Dáil debates
Wednesday, 29 October 2008
Education Cuts: Motion
7:00 pm
Ruairi Quinn (Dublin South East, Labour)
It is an attack upon our children, the most vulnerable in our society. It is an attack on our future because our children will be the generation who will guide us into old age and they will care for us as we have done for our parents. It is an attack on our young generation.
Think of it. It pushes many shy, insecure young four year old children into classes with more than 30 other children. It makes it impossible for under-resourced primary school teachers to cherish all the children equally. How can they find the time or make the space to monitor and guide each child? Where, amidst the demands of curriculum and time, will they get the moment to realise that a child — your child or your grandchild — needs extra help or special time?
We have 450,000 primary pupils in our overcrowded schools. In 12 years we will have as many as 650,000, according to the Central Statistics Office. Our population is growing but we have no place to accommodate our young children in decent classrooms. Already we have an estimated 45,000 primary pupils in prefabs. We have recently learnt that we have 50,000 new homes lying idle in ghost housing estates. This is more than the two years' supply that our growing households and population would require. Many were built in out-of-the-way places with unnecessary tax incentives. Their physical presence is an empty monument to the incompetence of Fianna Fáil, the economically illiterate policies of the Ministers, former Deputy McCreevy and Deputy Cowen, and the greed of the Galway tent.
Bankers and builders fell over themselves to persuade their "bought" political clients that the bubble could never burst. How wrong they were but they would not listen. Fianna Fáil simply did not understand. Last year, the former Taoiseach, Mr. Bertie Ahern, at a conference in Bundoran wondered aloud in an aside why some gloomy forecasters of our economy simply did not commit suicide. As late as last June we were accused by the Taoiseach, Deputy Brian Cowen, of talking down the economy. In years to come, children will ask their parents, who repeatedly and unquestionably voted Fianna Fáil and the Greens, "What did you do in the boom? Where did the money go? Why did I spend my 12 years in school in a prefab?"
The world's economy is changing rapidly, even dramatically, before our very eyes. Economic and political power is shifting from the West — from America, Europe and like-minded countries — to Brazil, China and India. The 500 years of European dominance, of which we are an intrinsic part, is being rebalanced. We live in a very competitive global economy and that competition will increase and intensify as our children come into age. Our future, within the European Union, is the consolidation of our knowledge-based economy and a society built on fairness, equality and solidarity.
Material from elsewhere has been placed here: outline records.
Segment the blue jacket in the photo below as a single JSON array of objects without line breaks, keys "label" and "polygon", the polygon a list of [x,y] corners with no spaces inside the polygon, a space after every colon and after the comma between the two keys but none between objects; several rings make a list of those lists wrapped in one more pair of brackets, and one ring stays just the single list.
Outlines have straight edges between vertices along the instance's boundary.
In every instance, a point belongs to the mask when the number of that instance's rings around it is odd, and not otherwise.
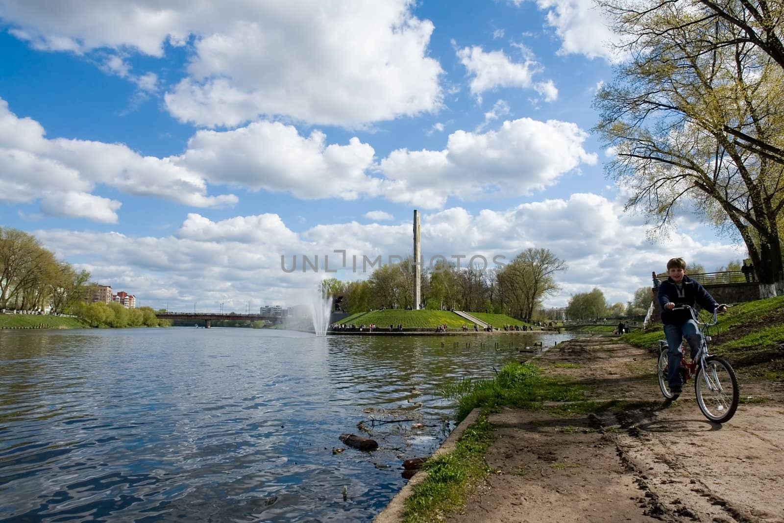
[{"label": "blue jacket", "polygon": [[719,306],[713,300],[713,296],[705,290],[705,287],[685,275],[680,295],[673,278],[668,278],[659,286],[658,297],[659,307],[662,310],[662,323],[666,325],[683,325],[684,321],[691,319],[691,314],[688,311],[668,311],[665,309],[664,306],[670,302],[675,303],[676,307],[681,304],[694,307],[696,303],[709,312],[713,312]]}]

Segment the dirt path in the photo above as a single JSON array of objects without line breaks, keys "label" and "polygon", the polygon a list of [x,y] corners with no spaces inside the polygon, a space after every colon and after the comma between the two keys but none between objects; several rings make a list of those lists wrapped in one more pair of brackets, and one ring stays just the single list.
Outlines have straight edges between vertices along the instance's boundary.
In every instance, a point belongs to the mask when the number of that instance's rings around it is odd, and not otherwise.
[{"label": "dirt path", "polygon": [[487,463],[495,474],[449,521],[784,522],[781,383],[739,376],[743,402],[721,426],[703,417],[688,386],[675,403],[659,403],[655,358],[641,349],[574,340],[537,363],[597,400],[655,403],[493,415]]}]

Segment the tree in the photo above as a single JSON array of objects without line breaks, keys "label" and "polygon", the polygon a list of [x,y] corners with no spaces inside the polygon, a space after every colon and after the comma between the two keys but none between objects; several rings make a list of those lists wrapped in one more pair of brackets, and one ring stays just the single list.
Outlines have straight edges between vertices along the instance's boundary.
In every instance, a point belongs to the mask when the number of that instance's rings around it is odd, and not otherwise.
[{"label": "tree", "polygon": [[680,207],[695,210],[743,240],[764,296],[784,292],[784,164],[725,131],[784,145],[784,68],[693,2],[612,4],[630,58],[597,95],[595,130],[616,152],[608,175],[631,191],[627,209],[642,209],[659,231]]},{"label": "tree", "polygon": [[607,301],[598,289],[590,292],[575,294],[566,307],[566,315],[573,320],[594,320],[604,316],[607,311]]},{"label": "tree", "polygon": [[555,274],[567,268],[566,263],[549,249],[529,247],[503,268],[499,281],[519,311],[518,318],[531,318],[539,301],[558,290]]},{"label": "tree", "polygon": [[[784,5],[769,0],[601,0],[614,20],[613,28],[631,38],[622,47],[633,48],[638,38],[647,38],[655,26],[659,36],[680,37],[684,32],[691,39],[684,51],[688,58],[715,53],[723,48],[748,44],[756,56],[767,55],[784,68],[782,25]],[[677,11],[673,6],[681,9]],[[679,16],[673,16],[677,13]],[[686,17],[683,15],[685,14]],[[724,28],[719,31],[715,28]],[[781,143],[757,135],[753,125],[728,122],[723,130],[738,139],[739,147],[784,163]]]}]

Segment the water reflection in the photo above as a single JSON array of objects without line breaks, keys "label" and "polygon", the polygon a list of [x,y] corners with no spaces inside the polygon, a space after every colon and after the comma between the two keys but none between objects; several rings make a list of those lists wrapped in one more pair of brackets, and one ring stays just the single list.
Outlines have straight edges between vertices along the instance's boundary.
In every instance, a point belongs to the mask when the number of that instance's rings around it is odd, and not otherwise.
[{"label": "water reflection", "polygon": [[[489,376],[535,336],[452,348],[251,329],[0,332],[0,518],[368,521],[403,485],[401,461],[451,429],[441,385]],[[371,427],[378,451],[332,453],[359,422],[396,416],[411,421]]]}]

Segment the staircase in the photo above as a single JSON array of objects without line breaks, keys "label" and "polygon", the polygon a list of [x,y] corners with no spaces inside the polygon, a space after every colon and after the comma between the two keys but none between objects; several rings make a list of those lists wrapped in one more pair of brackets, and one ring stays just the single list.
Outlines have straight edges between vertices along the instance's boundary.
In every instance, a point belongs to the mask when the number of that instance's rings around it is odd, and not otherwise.
[{"label": "staircase", "polygon": [[653,303],[654,303],[654,302],[652,301],[651,302],[651,307],[648,307],[648,314],[645,314],[645,321],[642,322],[642,329],[643,330],[645,330],[646,329],[648,329],[648,324],[649,324],[651,322],[651,316],[653,315],[653,311],[654,311]]},{"label": "staircase", "polygon": [[485,323],[484,321],[482,321],[478,318],[475,318],[474,316],[471,316],[467,312],[463,312],[463,311],[453,311],[452,312],[454,312],[458,316],[460,316],[461,318],[464,318],[465,319],[468,320],[469,321],[472,321],[474,323],[476,323],[481,329],[487,329],[488,324]]}]

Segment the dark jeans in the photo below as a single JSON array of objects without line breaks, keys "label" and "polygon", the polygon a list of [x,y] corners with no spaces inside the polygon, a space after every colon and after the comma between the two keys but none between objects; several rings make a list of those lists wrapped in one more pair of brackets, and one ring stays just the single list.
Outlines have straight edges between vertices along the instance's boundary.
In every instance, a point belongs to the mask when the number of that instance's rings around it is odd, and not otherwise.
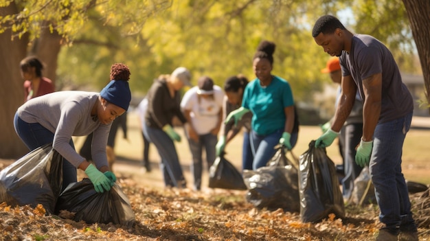
[{"label": "dark jeans", "polygon": [[[251,130],[251,146],[254,159],[252,164],[253,170],[266,166],[267,162],[273,157],[275,152],[275,146],[279,144],[279,139],[282,136],[284,130],[278,130],[269,135],[258,135],[253,130]],[[297,141],[297,133],[293,133],[290,143],[291,147],[294,147]]]},{"label": "dark jeans", "polygon": [[242,170],[252,170],[254,157],[251,148],[249,133],[243,133],[243,145],[242,146]]},{"label": "dark jeans", "polygon": [[216,146],[217,141],[216,135],[212,133],[199,135],[199,141],[188,139],[190,150],[192,155],[191,172],[193,174],[194,180],[194,190],[200,190],[201,186],[201,174],[203,169],[202,159],[203,148],[206,152],[207,168],[209,171],[209,168],[212,165],[216,157],[215,146]]},{"label": "dark jeans", "polygon": [[154,144],[160,155],[160,170],[166,187],[186,187],[182,168],[174,143],[161,129],[150,128],[144,124],[144,133],[148,141]]},{"label": "dark jeans", "polygon": [[381,210],[379,220],[394,233],[416,231],[401,167],[403,142],[411,119],[410,113],[401,118],[378,124],[369,165]]},{"label": "dark jeans", "polygon": [[142,135],[144,139],[144,159],[142,160],[142,165],[145,167],[149,165],[149,140],[145,137],[145,134],[143,130]]},{"label": "dark jeans", "polygon": [[[16,114],[14,118],[14,126],[19,138],[23,140],[30,150],[54,141],[54,133],[48,129],[38,123],[27,123]],[[74,149],[75,146],[71,139],[69,143],[70,146]],[[76,168],[69,163],[69,161],[63,159],[63,187],[61,191],[67,187],[69,184],[77,181],[77,173]]]}]

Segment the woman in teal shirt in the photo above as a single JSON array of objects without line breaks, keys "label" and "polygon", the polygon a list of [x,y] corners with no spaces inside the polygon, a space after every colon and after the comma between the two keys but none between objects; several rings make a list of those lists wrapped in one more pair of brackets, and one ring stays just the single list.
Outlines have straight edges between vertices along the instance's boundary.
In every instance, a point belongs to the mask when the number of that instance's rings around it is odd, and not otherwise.
[{"label": "woman in teal shirt", "polygon": [[267,164],[275,154],[274,147],[278,144],[291,150],[297,139],[290,84],[271,74],[275,47],[275,43],[267,41],[260,43],[253,60],[257,78],[247,85],[242,106],[232,111],[225,120],[228,122],[234,118],[237,122],[246,113],[252,112],[251,146],[254,154],[253,170]]}]

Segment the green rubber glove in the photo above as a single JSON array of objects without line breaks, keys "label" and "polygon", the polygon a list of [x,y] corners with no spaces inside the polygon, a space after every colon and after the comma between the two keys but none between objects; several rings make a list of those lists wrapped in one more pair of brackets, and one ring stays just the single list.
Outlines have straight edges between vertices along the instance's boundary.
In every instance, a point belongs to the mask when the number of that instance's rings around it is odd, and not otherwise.
[{"label": "green rubber glove", "polygon": [[104,172],[103,174],[104,174],[104,176],[106,176],[106,177],[111,180],[111,187],[113,186],[113,183],[117,181],[117,177],[115,176],[113,172],[107,171]]},{"label": "green rubber glove", "polygon": [[291,150],[291,143],[290,142],[291,135],[287,132],[282,133],[282,137],[279,139],[279,143],[285,146],[288,150]]},{"label": "green rubber glove", "polygon": [[328,121],[324,123],[322,126],[321,126],[321,130],[323,131],[323,133],[328,130],[328,129],[330,128],[331,125],[331,123],[330,123],[330,121]]},{"label": "green rubber glove", "polygon": [[238,122],[240,119],[242,119],[242,117],[243,116],[243,115],[246,114],[249,111],[249,110],[245,107],[240,107],[236,110],[234,110],[230,112],[229,115],[227,116],[227,117],[225,118],[225,121],[224,122],[224,124],[228,123],[230,121],[230,119],[231,119],[231,118],[234,118],[234,126],[236,126],[238,125]]},{"label": "green rubber glove", "polygon": [[333,143],[333,141],[335,141],[335,139],[336,139],[339,133],[334,131],[331,128],[328,129],[328,130],[325,132],[319,138],[317,139],[315,147],[326,148],[329,146]]},{"label": "green rubber glove", "polygon": [[167,135],[169,136],[169,137],[170,137],[171,139],[177,141],[178,142],[181,141],[181,136],[178,133],[174,132],[174,130],[173,130],[173,128],[172,128],[172,126],[170,126],[170,124],[168,124],[164,126],[163,127],[163,130],[164,130],[164,132],[167,133]]},{"label": "green rubber glove", "polygon": [[102,172],[97,170],[94,165],[89,164],[85,169],[85,174],[93,183],[95,192],[104,192],[105,190],[109,191],[111,190],[111,180],[104,176]]},{"label": "green rubber glove", "polygon": [[218,141],[218,143],[216,143],[216,146],[215,146],[215,149],[216,150],[216,157],[219,157],[225,148],[225,137],[222,136],[221,137],[220,137],[220,139],[219,141]]},{"label": "green rubber glove", "polygon": [[361,168],[369,165],[372,148],[373,141],[363,141],[361,140],[355,154],[355,163]]}]

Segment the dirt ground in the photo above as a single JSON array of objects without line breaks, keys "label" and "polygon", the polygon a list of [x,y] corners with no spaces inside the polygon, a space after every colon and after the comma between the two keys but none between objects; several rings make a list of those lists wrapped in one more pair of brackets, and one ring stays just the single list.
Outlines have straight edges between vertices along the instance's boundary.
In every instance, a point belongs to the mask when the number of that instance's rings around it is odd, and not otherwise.
[{"label": "dirt ground", "polygon": [[[134,211],[134,225],[87,224],[70,220],[73,214],[68,217],[47,216],[41,207],[13,207],[3,203],[0,204],[0,240],[372,240],[381,227],[378,207],[372,204],[348,205],[343,218],[330,216],[317,223],[302,222],[296,212],[257,209],[247,201],[247,191],[206,187],[207,172],[203,173],[205,187],[201,192],[166,189],[158,168],[159,157],[153,146],[150,149],[152,172],[145,172],[142,168],[142,140],[137,123],[135,115],[129,114],[128,139],[123,139],[119,132],[115,147],[118,157],[113,166],[117,183]],[[183,134],[181,128],[177,130]],[[320,135],[317,126],[304,127],[302,130],[306,135],[299,137],[294,152],[297,156],[307,149],[312,139]],[[416,135],[420,133],[422,131]],[[77,148],[82,142],[83,139],[75,139]],[[183,136],[177,148],[190,187],[191,157]],[[226,158],[240,169],[240,138],[227,145],[226,150]],[[340,163],[337,151],[335,147],[328,149],[333,161]],[[428,176],[430,167],[427,156],[411,158],[418,161],[405,165],[404,170],[410,170],[410,174],[405,173],[407,179],[413,178],[416,170]],[[0,160],[0,170],[13,161]],[[83,177],[80,172],[78,180]],[[425,176],[419,179],[427,180]],[[429,191],[411,194],[410,198],[419,225],[420,240],[430,240]]]}]

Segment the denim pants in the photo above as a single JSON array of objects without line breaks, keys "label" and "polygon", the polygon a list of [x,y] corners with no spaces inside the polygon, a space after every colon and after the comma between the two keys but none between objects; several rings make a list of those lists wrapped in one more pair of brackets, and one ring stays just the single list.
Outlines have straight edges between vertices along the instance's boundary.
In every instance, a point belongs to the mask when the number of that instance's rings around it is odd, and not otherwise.
[{"label": "denim pants", "polygon": [[[251,147],[254,154],[252,164],[253,170],[266,166],[267,162],[273,157],[275,152],[275,146],[279,144],[282,137],[283,129],[280,129],[269,135],[258,135],[254,130],[251,130]],[[290,139],[291,147],[294,147],[297,140],[297,133],[293,133]]]},{"label": "denim pants", "polygon": [[411,119],[410,113],[401,118],[378,124],[369,165],[381,210],[379,220],[385,224],[386,229],[395,233],[416,231],[417,228],[401,168],[403,142]]},{"label": "denim pants", "polygon": [[179,163],[174,143],[161,129],[144,124],[144,133],[148,141],[154,144],[161,161],[160,170],[166,187],[186,187],[186,181]]},{"label": "denim pants", "polygon": [[252,170],[253,154],[251,148],[249,133],[243,133],[243,145],[242,146],[242,170]]},{"label": "denim pants", "polygon": [[[15,114],[14,117],[14,126],[15,132],[19,138],[24,142],[25,146],[33,150],[45,144],[51,144],[54,141],[54,133],[42,126],[38,123],[27,123]],[[70,139],[70,146],[75,149],[73,140]],[[76,168],[69,161],[63,160],[63,187],[61,191],[64,190],[69,184],[77,181]]]},{"label": "denim pants", "polygon": [[363,123],[350,124],[341,131],[344,135],[343,170],[345,177],[342,179],[342,194],[344,199],[348,199],[354,190],[354,181],[359,176],[363,168],[355,163],[355,148],[360,144],[363,135]]},{"label": "denim pants", "polygon": [[199,141],[195,141],[192,139],[188,139],[190,144],[190,150],[192,155],[192,165],[191,165],[191,172],[194,179],[194,190],[200,190],[201,187],[201,174],[203,172],[203,150],[205,148],[206,152],[206,162],[207,163],[207,169],[214,163],[216,157],[215,146],[218,139],[216,135],[212,133],[199,135]]}]

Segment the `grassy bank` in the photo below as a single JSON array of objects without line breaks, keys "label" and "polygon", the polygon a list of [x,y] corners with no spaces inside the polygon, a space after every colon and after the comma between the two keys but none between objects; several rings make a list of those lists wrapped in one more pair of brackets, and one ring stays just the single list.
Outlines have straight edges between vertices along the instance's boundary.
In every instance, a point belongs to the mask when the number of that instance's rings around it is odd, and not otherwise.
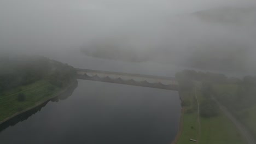
[{"label": "grassy bank", "polygon": [[0,123],[48,100],[76,81],[75,69],[39,56],[0,62]]},{"label": "grassy bank", "polygon": [[[194,87],[191,91],[181,91],[179,93],[184,112],[181,121],[183,123],[182,134],[176,143],[195,143],[190,141],[190,139],[197,140],[198,143],[202,144],[246,143],[235,125],[219,109],[218,115],[214,117],[207,118],[199,116],[195,94],[197,95],[200,105],[206,98],[202,96],[200,87],[196,88],[196,93],[195,88]],[[197,122],[197,117],[200,123]]]},{"label": "grassy bank", "polygon": [[[6,92],[0,99],[0,122],[48,100],[65,88],[55,86],[45,80],[40,80]],[[18,100],[19,94],[21,93],[25,97],[25,100],[22,101]]]}]

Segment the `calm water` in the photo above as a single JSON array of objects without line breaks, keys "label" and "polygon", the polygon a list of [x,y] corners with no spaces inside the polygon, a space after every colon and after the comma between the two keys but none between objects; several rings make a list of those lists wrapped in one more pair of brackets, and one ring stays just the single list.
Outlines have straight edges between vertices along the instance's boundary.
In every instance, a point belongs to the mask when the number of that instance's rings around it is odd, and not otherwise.
[{"label": "calm water", "polygon": [[167,144],[178,129],[177,92],[79,80],[69,93],[16,118],[26,120],[0,132],[1,143]]}]

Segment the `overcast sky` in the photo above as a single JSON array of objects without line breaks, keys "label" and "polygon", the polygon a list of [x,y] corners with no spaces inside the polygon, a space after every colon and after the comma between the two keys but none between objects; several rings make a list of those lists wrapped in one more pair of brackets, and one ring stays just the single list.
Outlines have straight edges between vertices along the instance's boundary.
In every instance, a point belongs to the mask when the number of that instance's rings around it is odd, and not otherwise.
[{"label": "overcast sky", "polygon": [[255,0],[0,0],[0,50],[42,54],[84,46],[97,52],[108,48],[91,41],[109,41],[121,51],[168,62],[232,43],[254,55],[255,25],[207,23],[193,13],[255,5]]}]

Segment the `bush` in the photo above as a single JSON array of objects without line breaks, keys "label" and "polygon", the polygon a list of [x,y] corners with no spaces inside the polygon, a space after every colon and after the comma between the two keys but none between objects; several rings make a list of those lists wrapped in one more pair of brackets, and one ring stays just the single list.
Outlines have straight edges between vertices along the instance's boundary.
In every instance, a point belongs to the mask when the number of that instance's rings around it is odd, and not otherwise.
[{"label": "bush", "polygon": [[53,86],[48,86],[47,89],[50,91],[54,91],[54,89],[55,89],[55,88]]},{"label": "bush", "polygon": [[203,117],[217,116],[219,113],[219,108],[214,101],[204,100],[200,105],[200,116]]},{"label": "bush", "polygon": [[26,96],[25,95],[22,93],[19,93],[18,96],[18,101],[24,101],[26,100]]},{"label": "bush", "polygon": [[186,110],[186,111],[185,111],[185,113],[192,113],[194,112],[194,109],[192,108],[192,109]]}]

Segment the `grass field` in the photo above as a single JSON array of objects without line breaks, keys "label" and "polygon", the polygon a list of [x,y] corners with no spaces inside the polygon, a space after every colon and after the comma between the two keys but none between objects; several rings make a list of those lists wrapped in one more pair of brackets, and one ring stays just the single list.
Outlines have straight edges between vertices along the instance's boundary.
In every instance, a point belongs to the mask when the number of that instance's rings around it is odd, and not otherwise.
[{"label": "grass field", "polygon": [[[194,89],[193,92],[180,92],[180,96],[183,100],[190,101],[190,106],[183,106],[185,111],[197,106],[197,103],[195,103],[193,98],[195,94]],[[204,100],[200,90],[197,91],[196,94],[199,103]],[[190,139],[197,140],[199,143],[201,144],[247,143],[240,135],[235,125],[220,111],[218,116],[216,117],[199,117],[201,125],[199,134],[197,109],[194,109],[193,112],[191,113],[183,113],[183,119],[182,120],[182,133],[177,142],[177,144],[195,143],[194,142],[190,141]]]},{"label": "grass field", "polygon": [[[0,96],[0,122],[21,111],[45,101],[61,90],[48,81],[40,80],[11,89]],[[25,95],[25,100],[18,101],[19,94]]]}]

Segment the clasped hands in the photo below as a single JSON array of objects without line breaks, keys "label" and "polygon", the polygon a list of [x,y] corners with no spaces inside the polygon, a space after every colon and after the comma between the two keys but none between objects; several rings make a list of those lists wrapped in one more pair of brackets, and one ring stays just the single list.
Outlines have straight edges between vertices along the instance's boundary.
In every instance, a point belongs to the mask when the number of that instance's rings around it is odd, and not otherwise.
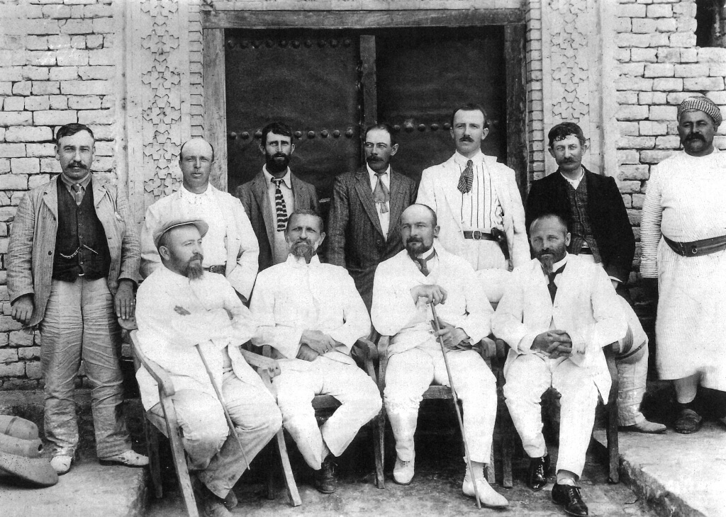
[{"label": "clasped hands", "polygon": [[325,332],[320,331],[303,331],[300,336],[300,348],[298,350],[298,359],[303,361],[314,361],[319,355],[335,350],[335,347],[342,344],[335,341]]}]

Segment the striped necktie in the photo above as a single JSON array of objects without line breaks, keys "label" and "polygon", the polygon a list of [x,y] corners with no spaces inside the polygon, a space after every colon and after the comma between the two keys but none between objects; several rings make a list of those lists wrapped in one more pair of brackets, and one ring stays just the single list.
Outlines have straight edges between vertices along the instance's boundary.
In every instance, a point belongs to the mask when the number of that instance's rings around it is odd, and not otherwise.
[{"label": "striped necktie", "polygon": [[471,186],[474,183],[474,162],[470,160],[466,162],[466,168],[461,171],[459,176],[459,184],[457,189],[462,194],[468,194],[471,191]]},{"label": "striped necktie", "polygon": [[287,226],[287,207],[285,204],[285,198],[282,197],[282,190],[280,185],[285,180],[273,178],[271,180],[274,183],[274,208],[277,214],[277,231],[285,231]]}]

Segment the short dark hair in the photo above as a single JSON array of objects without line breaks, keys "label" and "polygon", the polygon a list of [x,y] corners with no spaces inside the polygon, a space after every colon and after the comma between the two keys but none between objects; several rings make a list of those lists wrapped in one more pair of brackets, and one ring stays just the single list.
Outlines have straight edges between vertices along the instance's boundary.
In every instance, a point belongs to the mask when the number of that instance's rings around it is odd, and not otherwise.
[{"label": "short dark hair", "polygon": [[[279,135],[280,133],[275,133],[275,134]],[[297,208],[295,210],[293,210],[293,213],[291,213],[290,215],[290,217],[287,218],[287,226],[285,227],[285,234],[287,234],[287,232],[290,231],[290,225],[293,222],[293,218],[294,218],[295,215],[312,215],[313,217],[317,218],[318,223],[320,226],[320,231],[321,232],[323,231],[324,225],[323,225],[322,216],[321,216],[320,214],[319,214],[315,210],[311,210],[309,208]]]},{"label": "short dark hair", "polygon": [[486,116],[486,110],[484,109],[484,106],[476,102],[468,102],[465,104],[460,104],[454,108],[454,111],[452,112],[452,127],[454,126],[454,116],[457,111],[480,111],[484,115],[484,127],[488,128],[489,125],[489,118]]},{"label": "short dark hair", "polygon": [[560,221],[560,224],[565,227],[566,233],[570,231],[570,218],[567,215],[561,212],[543,212],[533,219],[532,222],[529,223],[529,228],[527,229],[529,230],[530,235],[531,235],[532,226],[534,226],[534,223],[543,219],[557,219]]},{"label": "short dark hair", "polygon": [[184,156],[184,146],[185,145],[187,145],[187,144],[189,144],[192,140],[204,140],[204,141],[207,142],[207,144],[209,144],[209,146],[212,148],[212,161],[213,162],[214,161],[214,146],[212,145],[211,142],[208,142],[205,138],[203,138],[201,136],[195,136],[194,138],[189,138],[189,140],[187,140],[187,141],[185,141],[184,144],[182,144],[182,147],[179,148],[179,160],[182,160],[182,157]]},{"label": "short dark hair", "polygon": [[386,123],[380,123],[380,124],[372,124],[366,128],[365,131],[363,132],[363,141],[365,141],[366,137],[368,136],[368,133],[373,130],[380,130],[382,131],[386,131],[391,136],[391,146],[393,146],[397,143],[396,141],[396,137],[393,136],[393,128],[391,127],[388,124]]},{"label": "short dark hair", "polygon": [[274,133],[276,135],[282,135],[293,140],[293,128],[284,122],[272,122],[262,128],[262,139],[260,143],[264,146],[267,144],[267,135]]},{"label": "short dark hair", "polygon": [[58,144],[58,142],[64,136],[73,136],[76,133],[81,133],[81,131],[86,131],[91,135],[91,138],[94,139],[94,141],[96,141],[96,137],[93,136],[93,131],[91,131],[89,127],[85,124],[78,124],[74,122],[73,124],[66,124],[65,125],[60,126],[60,128],[55,133],[56,145]]},{"label": "short dark hair", "polygon": [[552,147],[555,141],[564,140],[568,136],[574,135],[580,141],[580,145],[584,146],[587,141],[580,126],[574,122],[563,122],[558,124],[550,130],[547,137],[550,139],[550,147]]}]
The Labour Party supports the national skills strategy which underpins the goal of a knowledge-based economy. We have never challenged it. We helped in part to create it and we support it. We need to increase the number of third level graduates from 55% of the student population to 72% by 2020 to achieve that goal. Today, the children of some of the social groups in our society are already in third level — 100% of the higher professional socioeconomic group and 98% of the farming community. The abolition of third level fees by Labour in Government removed the final psychological and financial barrier for families whose parents had never gone to college.
Education is not free at any level. Ask any parent about that. However, at least it is now accessible to all, or it will be until the Greens and Fianna Fáil reintroduce college fees. We must remember, however, that the journey to third level starts in primary school — in junior and senior infants and all the way to sixth class. Between the ages of four and 15, all children must, by law, attend school. Their parents can be brought to court and fined up to €500 or even sent to jail if they do not ensure their children get that constitutional right, a primary education.
In our primary schools, among the many skills that our children acquire, the most important are that they learn to write and to read. In secondary school, children read to learn so as to successfully sit the junior certificate and leaving certificate and, hopefully, travel on to college. Today, however, 19% drop out of school after they reach 15 years of age. Most, but not all, simply do so because they cannot read. The Minister of State, Deputy Seán Haughey, has reluctantly admitted to me in the Dáil that as many as 500,000 of our citizens are functionally illiterate and that number is growing. Budget 2009 will accelerate that growth. Dropouts drop into unemployment, then long-term unemployment or possibly even worse — self abuse, drug addiction or crime, and perhaps all three. Ask the governor of Mountjoy Prison.
The impact of this budget on our education system is simply disastrous. At a time of need for more investment, we are worsening a key measure in our educational system, the pupil-teacher ratio. As a consequence, we are now heading to the bottom of the OECD education league. The Celtic tiger, under the management of Fianna Fáil and the Greens, is facing relegation.
In so far as we can measure the figures, I estimate that up to 1.5 million people will be directly affected by the measures contained in this pernicious budget, not once but frequently, with disastrous results. Children, students, parents and even grandparents will all be touched, damaged and wounded by these measures. The Minister, Deputy Batt O'Keeffe, said the cutbacks would only last for two years. That is wrong. For some, they will be a life sentence.